P-Tile Avalon® Streaming Intel® FPGA IP for PCI Express* User Guide

ID 683059
Date 10/07/2024
Public
Document Table of Contents

7.2.1. Overview

The P-Tile Debug Toolkit (DTK) is a System Console-based tool for P-Tile that provides real-time control, monitoring and debugging of the PCIe links at the Physical Layer.

The P-Tile Debug Toolkit allows you to:

  • View protocol and link status of the PCIe links.
  • View PLL and per-channel status of the PCIe links.
  • View the channel analog settings.
  • View the receiver eye and measure the eye height and width for each channel.
  • Indicate the presence of a re-timer connected between the link partners.
Note: The current version of Quartus® Prime supports enabling the Debug Toolkit for both Endpoint mode and Root Port mode, and with the Linux and Windows operating systems only.

The following figure provides an overview of the P-Tile Debug Toolkit in the P-Tile Avalon® -ST IP for PCI Express.

Figure 71. Overview of the P-Tile Debug Toolkit

When you enable the P-Tile Debug Toolkit, the intel_pcie_ptile_ast module of the generated IP includes the Debug Toolkit modules and related logic as shown in the figure above.

Drive the Debug Toolkit from a System Console. The System Console connects to the Debug Toolkit via an Native PHY Debug Master Endpoint (NPDME). Make this connection via an Intel FPGA Download Cable.

A multiplexer is implemented to allow dynamic switching between the user AVMM reconfiguration interface and the System Console-based Debug Toolkit, when the Debug Toolkit is enabled. This allows you to switch between the user logic driving the reconfiguration interface and the Debug Toolkit, as both access the same set of registers within the Hard IP. The user AVMM reconfiguration interface has the default access (the default is when toolkit_mode = 0). Upon launching the Debug Toolkit (DTK) from System Console, toolkit_mode is automatically set to 1 for DTK access. While the DTK is open in System Console, user logic will not be able to drive the signals on the user AVMM interface as the multiplexer is set to toolkit_mode = 1. Upon exiting (closing) the Debug Toolkit window in System Console, toolkit_mode is automatically set to 0 for user access.

The Debug Toolkit can be launched successfully only if pending read/write transactions on the reconfiguration interface are completed (indicated by the deassertion of the reconfig_waitrequest signal).

Note: Upon being launched from System Console, the Debug Toolkit will first check if any of the waitrequest signals from the Hard IP is asserted (meaning there is an ongoing request from the user).
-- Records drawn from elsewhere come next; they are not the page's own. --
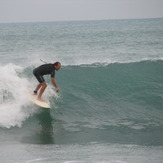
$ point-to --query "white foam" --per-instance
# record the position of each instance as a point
(13, 96)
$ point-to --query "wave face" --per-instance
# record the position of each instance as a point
(110, 82)
(114, 100)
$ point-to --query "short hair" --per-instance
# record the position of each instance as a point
(56, 63)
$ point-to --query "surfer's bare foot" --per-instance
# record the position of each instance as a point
(34, 92)
(40, 99)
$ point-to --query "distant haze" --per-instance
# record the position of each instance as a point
(59, 10)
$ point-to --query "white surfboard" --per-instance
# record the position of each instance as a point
(43, 104)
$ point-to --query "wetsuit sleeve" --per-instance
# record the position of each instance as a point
(53, 74)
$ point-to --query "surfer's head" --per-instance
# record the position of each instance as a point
(57, 65)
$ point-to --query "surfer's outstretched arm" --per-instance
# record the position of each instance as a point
(55, 84)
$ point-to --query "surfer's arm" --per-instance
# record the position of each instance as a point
(55, 84)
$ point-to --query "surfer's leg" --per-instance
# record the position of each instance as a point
(44, 85)
(37, 88)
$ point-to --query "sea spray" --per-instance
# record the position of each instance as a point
(13, 96)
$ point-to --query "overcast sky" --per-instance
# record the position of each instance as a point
(59, 10)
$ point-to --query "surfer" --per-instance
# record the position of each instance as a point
(42, 70)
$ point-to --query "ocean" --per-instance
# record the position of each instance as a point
(110, 105)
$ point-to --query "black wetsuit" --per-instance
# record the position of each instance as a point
(44, 70)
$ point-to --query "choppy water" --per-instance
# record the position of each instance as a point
(109, 108)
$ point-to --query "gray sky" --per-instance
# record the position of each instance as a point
(59, 10)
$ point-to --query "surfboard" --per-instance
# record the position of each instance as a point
(43, 104)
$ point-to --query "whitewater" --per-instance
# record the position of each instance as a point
(109, 108)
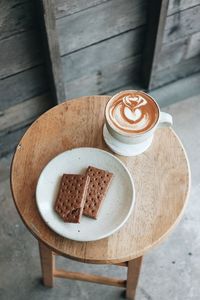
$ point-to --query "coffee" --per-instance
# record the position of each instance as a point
(132, 112)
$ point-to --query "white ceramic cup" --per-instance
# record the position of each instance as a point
(131, 144)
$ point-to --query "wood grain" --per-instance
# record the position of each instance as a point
(132, 277)
(161, 177)
(90, 277)
(69, 7)
(182, 24)
(109, 77)
(12, 90)
(106, 20)
(176, 6)
(23, 113)
(96, 57)
(176, 71)
(19, 53)
(47, 260)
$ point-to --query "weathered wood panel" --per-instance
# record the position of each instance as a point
(99, 23)
(182, 24)
(109, 78)
(175, 52)
(194, 45)
(19, 52)
(16, 16)
(98, 56)
(24, 113)
(178, 5)
(69, 7)
(22, 86)
(176, 71)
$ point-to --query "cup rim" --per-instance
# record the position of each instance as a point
(131, 135)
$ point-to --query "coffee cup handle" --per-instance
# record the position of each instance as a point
(165, 120)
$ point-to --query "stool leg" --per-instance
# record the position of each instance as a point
(47, 260)
(132, 277)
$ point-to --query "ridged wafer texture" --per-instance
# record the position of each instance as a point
(71, 197)
(98, 186)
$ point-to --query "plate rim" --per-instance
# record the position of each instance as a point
(109, 233)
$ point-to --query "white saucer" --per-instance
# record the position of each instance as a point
(116, 208)
(122, 148)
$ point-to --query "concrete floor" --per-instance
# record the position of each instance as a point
(170, 271)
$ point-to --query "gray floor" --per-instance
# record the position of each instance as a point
(170, 271)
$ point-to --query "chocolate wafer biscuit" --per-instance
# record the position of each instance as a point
(71, 197)
(98, 186)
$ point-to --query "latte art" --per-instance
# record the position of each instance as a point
(132, 112)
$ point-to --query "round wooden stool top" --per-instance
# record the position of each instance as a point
(161, 176)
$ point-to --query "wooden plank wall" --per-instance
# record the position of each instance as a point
(101, 44)
(23, 78)
(180, 51)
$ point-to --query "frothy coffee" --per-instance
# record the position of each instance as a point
(132, 112)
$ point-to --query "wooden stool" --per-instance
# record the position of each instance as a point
(161, 176)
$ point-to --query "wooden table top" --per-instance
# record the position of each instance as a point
(161, 176)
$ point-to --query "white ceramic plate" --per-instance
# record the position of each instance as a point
(117, 205)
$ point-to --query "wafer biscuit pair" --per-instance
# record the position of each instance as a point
(82, 194)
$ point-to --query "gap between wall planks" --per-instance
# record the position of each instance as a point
(156, 18)
(47, 8)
The System Console message window will show an error message to let the user know there is an ongoing request and the Debug Toolkit cannot be launched.
The PHY reconfiguration interface clock (xcvr_reconfig_clk) is used to clock the following interfaces:
  • The NPDME module
  • PHY reconfiguration interface (xcvr_reconfig)
  • Hard IP reconfiguration interface (hip_reconfig)

Provide a clock source (50 MHz - 125 MHz, 100 MHz recommended clock frequency) to drive the xcvr_reconfig_clk clock. Use the output of the Reset Release Intel FPGA IP to drive the ninit_done, which provides the reset signal to the NPDME module.

When you run a dynamically-generated design example on the Intel Development Kit, make sure that clock and reset signals are connected to their respective sources and appropriate pin assignments are made. Here are some sample .qsf assignments for the Debug Toolkit if you are using the Stratix® 10 DX FPGA Development Kit:
  • set_location_assignment PIN_C23 -to xcvr_reconfig_clk_clk
  • set_instance_assignment -name IO_STANDARD "TRUE DIFFERENTIAL SIGNALING" -to xcvr_reconfig_clk_clk
    Note: This command is auto-generated if you select a target Development Kit. If you choose the option None, you need to do the assignment manually.

When the Debug Toolkit and the Hard IP Reconfiguration interface are enabled in the dynamically-generated design example, check that the hip_reconfig_clk clock is connected to its respective clock source and the pin assignment is made properly.